The volume of the solid of revolution for \(y = mx\) is given by \[ V = \pi\int_0^hy^2\ \mathrm{d}x = \pi\int_0^h (mx)^2\ \mathrm{d}x = m^2\pi\int_0^hx^2\ \mathrm{d}x = m^2\pi\left[\frac{x^3}3\right]_0^h = m^2\pi\frac{h^3}3. \] Now \(m = R/h\) and so \[ V = \frac13\frac{R^2}{h^2}h^3 = \frac13\pi R^2h. \] The surface area is given by \[\begin{align*} S&= 2\pi\int_0^hy\sqrt{1+\left(\frac{\mathrm{d}y}{\mathrm{d}x}\right)^2}\ \mathrm{d}x = 2\pi\int_0^h mx\sqrt{1+m^2}\ \mathrm{d}x\\ &= 2m\sqrt{1+m^2}\pi\left[\frac{x^2}2\right]_0^h = m\sqrt{1+m^2}\pi h^2 = \pi R h\sqrt{1+m^2}\\ &= \pi Rl. \end{align*}\] where \(l\) is the length of the inclined line.

Example 9.4 A curve is given parametrically as \(x=4t^2, y = 6t-t^2\). Determine the volume generated when the figure bounded by the curve, the \(x\)-axis and the ordinates corresponding to \(t=0\) and \(t=2\) is rotated about the \(x\)-axis.

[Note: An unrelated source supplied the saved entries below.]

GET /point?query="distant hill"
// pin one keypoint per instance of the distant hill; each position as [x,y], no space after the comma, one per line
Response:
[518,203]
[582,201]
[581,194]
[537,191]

Solution. \[ V = \pi\int_a^b y^2\ \mathrm{d}x. \] Since \(x=4t^2\) then \(\mathrm{d}x/\mathrm{d}t = 8t\) and so we can write \(\mathrm{d}x = 8t\ \mathrm{d}t\). Hence \[\begin{align*} V& = \pi\int_0^2(6t-t^2)^28t\ \mathrm{d}t = 8\pi\int_0^2(36t^3-12t^4+t^5)\ \mathrm{d}t\\ & = 8\pi\left[9t^4-\frac{12t^5}5+\frac{t^6}6\right]_0^2\\ &= 8\pi\times77.87 = 1957 \text{ units}^3. \end{align*}\]